The H+/K+-ATPases are divided into two types: gastric and non-gastric. The gastric H+/K+-ATPase is mainly located in the parietal cells of the stomach, where it is associated with H+ secretion, K+ absorption, and K+ recirculation. Non-gastric H+/K-ATPase is involved in acid-base or K and Na+ homeostasis and is found in a number of tissues including the colon, kidney, skin, placenta and prostate. Gastric H+/K+-ATPase is the main target for the treatment of peptic ulcers. Proton pump inhibitors can suppr+ess gastric or non-gastric H+/K+-ATPase [40]. In this study, we hypothesized that PUFA acts as a proton pump inhibitor to protect diabetic rats with stress-induced gastric ulcers from gastric activation of the H+-K+pump. This effect could be attributed to either a down regulation of Na+/K+-ATPase gene expression or a decrease in its activity, since high PUFA concentrations can alter membrane properties and inhibit Na+-K+ pump activity [41].
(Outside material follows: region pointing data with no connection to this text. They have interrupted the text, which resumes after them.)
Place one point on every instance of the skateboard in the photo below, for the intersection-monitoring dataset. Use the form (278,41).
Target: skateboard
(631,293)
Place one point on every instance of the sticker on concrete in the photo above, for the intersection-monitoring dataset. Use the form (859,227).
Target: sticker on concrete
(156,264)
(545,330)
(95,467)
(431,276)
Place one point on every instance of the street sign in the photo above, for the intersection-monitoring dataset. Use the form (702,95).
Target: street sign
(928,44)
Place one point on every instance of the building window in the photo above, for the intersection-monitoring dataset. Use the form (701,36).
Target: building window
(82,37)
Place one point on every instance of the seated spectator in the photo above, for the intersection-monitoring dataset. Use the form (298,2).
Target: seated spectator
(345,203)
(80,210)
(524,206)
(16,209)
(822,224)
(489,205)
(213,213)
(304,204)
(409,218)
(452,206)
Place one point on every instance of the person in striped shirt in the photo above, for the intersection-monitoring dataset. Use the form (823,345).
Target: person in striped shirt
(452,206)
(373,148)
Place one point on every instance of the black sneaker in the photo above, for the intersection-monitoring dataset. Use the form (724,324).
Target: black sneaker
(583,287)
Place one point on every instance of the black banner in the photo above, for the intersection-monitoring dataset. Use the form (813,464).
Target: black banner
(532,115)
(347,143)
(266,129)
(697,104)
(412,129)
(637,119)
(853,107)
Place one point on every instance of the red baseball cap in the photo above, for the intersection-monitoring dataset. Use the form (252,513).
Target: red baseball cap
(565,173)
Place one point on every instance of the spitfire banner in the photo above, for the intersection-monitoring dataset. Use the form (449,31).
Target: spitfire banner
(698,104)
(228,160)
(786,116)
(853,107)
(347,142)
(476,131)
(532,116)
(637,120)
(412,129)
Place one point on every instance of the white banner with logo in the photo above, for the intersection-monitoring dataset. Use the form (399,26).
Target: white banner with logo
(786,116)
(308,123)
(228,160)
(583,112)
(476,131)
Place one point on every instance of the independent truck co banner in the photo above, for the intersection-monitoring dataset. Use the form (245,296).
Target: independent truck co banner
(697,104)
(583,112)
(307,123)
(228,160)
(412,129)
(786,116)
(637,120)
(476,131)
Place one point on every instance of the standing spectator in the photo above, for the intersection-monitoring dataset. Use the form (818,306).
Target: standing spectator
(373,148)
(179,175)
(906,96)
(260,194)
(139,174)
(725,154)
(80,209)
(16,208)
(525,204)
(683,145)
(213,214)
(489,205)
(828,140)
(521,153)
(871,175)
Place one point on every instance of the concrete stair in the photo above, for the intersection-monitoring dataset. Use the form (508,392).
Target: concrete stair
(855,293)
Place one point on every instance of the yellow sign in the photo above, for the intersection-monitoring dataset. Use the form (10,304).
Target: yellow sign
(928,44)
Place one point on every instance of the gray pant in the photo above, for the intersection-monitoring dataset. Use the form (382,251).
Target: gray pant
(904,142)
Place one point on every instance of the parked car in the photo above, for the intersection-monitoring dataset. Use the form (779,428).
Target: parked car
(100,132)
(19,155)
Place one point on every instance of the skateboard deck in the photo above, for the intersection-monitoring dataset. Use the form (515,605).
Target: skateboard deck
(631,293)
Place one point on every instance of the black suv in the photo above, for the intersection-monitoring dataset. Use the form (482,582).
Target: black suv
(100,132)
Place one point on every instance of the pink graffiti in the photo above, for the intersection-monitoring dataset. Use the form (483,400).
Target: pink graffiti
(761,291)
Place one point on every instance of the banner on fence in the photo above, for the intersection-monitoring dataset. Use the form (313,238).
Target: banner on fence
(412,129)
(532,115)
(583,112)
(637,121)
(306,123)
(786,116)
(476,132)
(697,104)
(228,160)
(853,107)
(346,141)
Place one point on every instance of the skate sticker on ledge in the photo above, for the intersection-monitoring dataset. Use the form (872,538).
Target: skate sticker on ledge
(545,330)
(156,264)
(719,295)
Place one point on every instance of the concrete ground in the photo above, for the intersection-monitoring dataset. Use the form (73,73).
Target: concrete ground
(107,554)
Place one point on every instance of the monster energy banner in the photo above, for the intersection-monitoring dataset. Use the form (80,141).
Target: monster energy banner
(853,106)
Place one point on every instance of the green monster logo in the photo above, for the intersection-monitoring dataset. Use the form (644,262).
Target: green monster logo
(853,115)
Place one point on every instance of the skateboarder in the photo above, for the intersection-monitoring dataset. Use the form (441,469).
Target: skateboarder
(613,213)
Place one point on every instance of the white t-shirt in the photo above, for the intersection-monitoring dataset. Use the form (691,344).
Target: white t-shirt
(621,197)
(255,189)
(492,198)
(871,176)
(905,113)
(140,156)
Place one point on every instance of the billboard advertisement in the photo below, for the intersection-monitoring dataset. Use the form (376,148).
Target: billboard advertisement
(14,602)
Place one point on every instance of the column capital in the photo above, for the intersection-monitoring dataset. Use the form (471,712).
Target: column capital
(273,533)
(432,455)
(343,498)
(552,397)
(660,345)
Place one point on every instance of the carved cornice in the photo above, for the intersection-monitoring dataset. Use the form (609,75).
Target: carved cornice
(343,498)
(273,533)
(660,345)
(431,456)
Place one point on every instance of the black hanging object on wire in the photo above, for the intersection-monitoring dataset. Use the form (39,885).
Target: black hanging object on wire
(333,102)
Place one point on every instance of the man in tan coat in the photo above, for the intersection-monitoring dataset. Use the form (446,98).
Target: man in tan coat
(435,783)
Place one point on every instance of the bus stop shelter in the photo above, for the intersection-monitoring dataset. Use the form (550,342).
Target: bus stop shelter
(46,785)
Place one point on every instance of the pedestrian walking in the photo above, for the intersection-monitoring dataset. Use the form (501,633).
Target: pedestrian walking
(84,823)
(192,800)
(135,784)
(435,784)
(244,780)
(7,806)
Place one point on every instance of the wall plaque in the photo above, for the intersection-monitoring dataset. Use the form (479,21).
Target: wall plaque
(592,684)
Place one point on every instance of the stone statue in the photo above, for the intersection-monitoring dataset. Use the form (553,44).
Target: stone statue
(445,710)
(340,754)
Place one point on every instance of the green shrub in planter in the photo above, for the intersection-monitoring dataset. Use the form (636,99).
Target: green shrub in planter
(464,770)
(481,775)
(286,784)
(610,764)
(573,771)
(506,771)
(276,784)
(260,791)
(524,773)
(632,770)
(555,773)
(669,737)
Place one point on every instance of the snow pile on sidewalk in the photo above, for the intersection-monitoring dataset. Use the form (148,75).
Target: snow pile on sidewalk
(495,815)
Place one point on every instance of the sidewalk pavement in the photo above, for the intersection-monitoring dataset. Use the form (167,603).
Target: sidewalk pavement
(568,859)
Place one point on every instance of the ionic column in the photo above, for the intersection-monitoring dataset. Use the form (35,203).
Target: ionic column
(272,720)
Vinegar-fed animals showed a significant reduction in the mean values of gastric H+/K+-ATPase gene expression and COX2 enzyme activity, explaining the antacid and anti-inflammatory effects of vinegar. Due to its diverse chemical composition, which includes histidine, acetic acid, and phenol, vinegar is considered a potent anti-inflammatory and antioxidant against ROS [42]. Phenolic compounds act as nucleophiles (i.e. electron donors), scavenging free radicals and converting them into more stable products [43]. It was reported that vinegar can improve antioxidant capacities and reduce oxidative damage in human and in animals [18]. Synthetic vinegar has been shown to increase SOD, CAT and glutathione peroxidase activities and reduce lipid peroxidation levels [44]. In addition, vinegar, particularly black vinegar, can reduce or suppress COX2 enzyme activity and accelerate wound healing [45] On the other hand, vinegar, particularly Bamboo vinegar, can affect eNOS in a dose dependent manner [46]. Moreover, organic acids derived from vinegar fermentation have antimicrobial properties, help regulate blood glucose levels, and contribute to the regulation of lipid metabolism [47]. Also, vinegar has been reported to have vasodilatory effects and promote tissue healing [17,48]. Suggested that vinegar acetic acid can activate e-NOS by phosphorylation of the Ser1177 residue in a dosage-dependent biphasic manner, which in turn leads to flow-mediated vasodilatation in humans. In addition, Daugirdas and Nawab [49]. reported that acetate induced relaxation of the vascular smooth muscle. However, phenols caused intracellular acidification, which disrupted H+/K+-ATPase. It has been previously reported that phenols, such as those found in apple cider vinegar, inhibit H+/K+-ATPase and H. pylori growth in a structurally dependent manner [50].

Conclusion

Taken together, gastric mucosal integrity by increased CCK secretion, increased mucosal blood flow by e-NOS as well as inhibition of H+/K+-ATPase by phenolics of vinegar, can provide a good protection against stress induced ulcer in diabetic animals. The current study found that PUFA has more potent antacid, anti-inflammatory, and antioxidant effects than vinegar on stress-induced gastric ulcers in diabetic rats. We anticipated that combined use of both might have a synergetic anti-ulcer impact, supported by previously published studies.